Dive Brief:

  • Hallmark Media is tapping Paramount veteran Anaïs Lempereur to serve as its CFO, the New York-based media company announced Wednesday in a press release. A subsidiary of Hallmark cards, Hallmark Media operates the Hallmark Channel, Hallmark Mystery and Hallmark Family networks.
  • Lempereur, who mostly recently served as SVP, streaming finance and CFO for Paramount’s Pluto TV segment, will officially join Hallmark in August, according to the release. She will report to Jim Shay, CFO of Hallmark, the company said.
  • Hallmark Media’s CFO seat has been vacant since the company appointed its previous finance chief, John Matts, as chief operating officer of Hallmark Media earlier this year, a company spokesperson told CFO Dive. The company declined to comment on Lempereuer’s appointment beyond the details included in the Wednesday press release.

Dive Insight:

Lempereur has served as the Pluto TV CFO for four years, according to her LinkedIn profile. Prior to Paramount Global, she served as VP of finance for salad chain Sweetgreen and has also served as global director, FP&A for music streaming platform Spotify.  

Anaïs Lempereur headshot

Anaïs Lempereur

Permission granted by Hallmark Media


Her appointment comes after the Christmas and romance movie maker made major cuts to its executive suite earlier this year, with four of its C-suite leaders — including its chief marketing officer, Lara Richardson, chief people officer, Pamela Wolfe, EVP of research strategy, Robin Thomas, and head of distribution, Judi Lopez — departing the company, Deadline reported in January.

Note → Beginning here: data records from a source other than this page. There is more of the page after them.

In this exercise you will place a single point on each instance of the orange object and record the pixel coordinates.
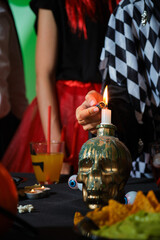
(8, 198)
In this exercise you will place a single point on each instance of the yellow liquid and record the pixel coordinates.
(47, 167)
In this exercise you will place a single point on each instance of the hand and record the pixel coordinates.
(87, 114)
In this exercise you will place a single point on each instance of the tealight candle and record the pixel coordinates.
(105, 112)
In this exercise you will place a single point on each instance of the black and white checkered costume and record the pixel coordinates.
(131, 57)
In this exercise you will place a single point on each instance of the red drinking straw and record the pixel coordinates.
(49, 129)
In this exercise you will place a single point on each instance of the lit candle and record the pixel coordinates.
(105, 112)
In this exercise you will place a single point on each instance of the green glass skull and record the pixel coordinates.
(104, 167)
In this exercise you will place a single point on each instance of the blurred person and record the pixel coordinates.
(13, 101)
(130, 66)
(70, 36)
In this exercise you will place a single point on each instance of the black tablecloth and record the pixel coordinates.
(53, 215)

Her predecessor Matts, meanwhile, assumed the COO role in January after serving as its finance chief beginning October 2022, according to his LinkedIn profile. The CFO to COO shuffle came after Hallmark’s CEO, Wonya Lucas, stepped down in 2023 with Mike Perry assuming the chair, according to reports at the time.

In joining Hallmark, Lempereur is also the latest in a swell of executives that have departed from Los Angeles, California-based Paramount in recent months.

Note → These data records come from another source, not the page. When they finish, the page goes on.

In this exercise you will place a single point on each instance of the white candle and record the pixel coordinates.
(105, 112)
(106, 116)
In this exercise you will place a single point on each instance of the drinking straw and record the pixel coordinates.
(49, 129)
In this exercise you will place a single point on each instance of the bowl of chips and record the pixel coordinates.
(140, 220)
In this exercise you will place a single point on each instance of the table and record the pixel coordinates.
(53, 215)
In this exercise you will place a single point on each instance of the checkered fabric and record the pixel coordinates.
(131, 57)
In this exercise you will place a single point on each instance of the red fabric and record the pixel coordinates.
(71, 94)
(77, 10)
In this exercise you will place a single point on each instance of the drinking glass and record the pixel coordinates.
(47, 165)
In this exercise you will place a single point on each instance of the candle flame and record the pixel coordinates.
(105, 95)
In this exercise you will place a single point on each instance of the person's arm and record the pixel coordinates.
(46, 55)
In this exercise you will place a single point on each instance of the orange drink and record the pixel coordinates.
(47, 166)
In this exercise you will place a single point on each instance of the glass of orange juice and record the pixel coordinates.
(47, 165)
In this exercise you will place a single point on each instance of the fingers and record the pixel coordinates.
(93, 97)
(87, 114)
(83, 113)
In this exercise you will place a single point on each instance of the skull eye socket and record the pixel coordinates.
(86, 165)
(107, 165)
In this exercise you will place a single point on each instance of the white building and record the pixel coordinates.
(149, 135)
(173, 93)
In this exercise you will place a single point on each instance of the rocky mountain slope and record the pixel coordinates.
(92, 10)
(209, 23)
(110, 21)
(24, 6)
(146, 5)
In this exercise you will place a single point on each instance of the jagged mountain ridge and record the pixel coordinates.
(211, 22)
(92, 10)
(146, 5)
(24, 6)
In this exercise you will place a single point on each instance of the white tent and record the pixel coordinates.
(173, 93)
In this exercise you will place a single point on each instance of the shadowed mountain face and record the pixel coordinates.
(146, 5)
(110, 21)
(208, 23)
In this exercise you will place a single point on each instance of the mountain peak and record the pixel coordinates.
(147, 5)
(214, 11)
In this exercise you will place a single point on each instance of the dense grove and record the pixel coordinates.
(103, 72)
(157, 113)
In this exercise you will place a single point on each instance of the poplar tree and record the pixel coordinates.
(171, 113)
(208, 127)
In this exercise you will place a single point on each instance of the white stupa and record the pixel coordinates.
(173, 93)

The entertainment giant has recently announced sweeping leadership changes as it looks to clamp down on rising debt and cut back streaming losses, noting its CEO and president, Bob Bakish, would be stepping down from his roles as of April. Paramount announced the creation of the “Office of the CEO” for the business, with three executives — George Cheeks, Chris McCarthy, and Brian Robbins — to serve as a triumvirate at the top of the entertainment giant’s executive team.

In a separate release, the company also reported its Q1 2024 earnings results, where it narrowed losses in its direct-to-consumer segment — which includes its Paramount+ streaming platform — by 44% to $286 million compared to $511 million for the prior year period. It reported a net loss of $544 million for the quarter, compared to a net loss of approximately $1.1 billion for the prior year.

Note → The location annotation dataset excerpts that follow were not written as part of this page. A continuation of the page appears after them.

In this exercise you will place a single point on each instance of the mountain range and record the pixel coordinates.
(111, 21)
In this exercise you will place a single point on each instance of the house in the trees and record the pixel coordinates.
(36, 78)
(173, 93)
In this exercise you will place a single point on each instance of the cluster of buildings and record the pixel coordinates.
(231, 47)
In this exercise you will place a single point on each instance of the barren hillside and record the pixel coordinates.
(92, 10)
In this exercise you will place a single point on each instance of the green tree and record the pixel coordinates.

Bakish’s exit was followed by several other high-profile departures, including Jo Ann Ross, the chairman of its ad sales division, Julia Phelps, its chief communications and corporate marketing officer, and chief digital advertising officer David Lawenda, according to reports by Variety citing company memos.

Earlier this month, Paramount announced in a securities filing that its General Counsel and Secretary Christa A. D’Alimonte, would be leaving the company on June 28 in a separation that will be considered “a termination without cause.”

Since Bakish’s departure, Paramount’s Office of the CEO have continued to work to cut down on the company’s losses while fielding the blowback from a failed merger with fellow entertainment company Skydance — which sent shares tumbling to their lowest level since 2019, Deadline reported earlier this month.

In a town hall with Paramount employees earlier this week, the co-CEOs outlined plans to reduce $500 million in costs, which includes hiring bankers to potentially sell off certain company assets and a company reorganization which could include layoffs, according to a report by the Hollywood Reporter.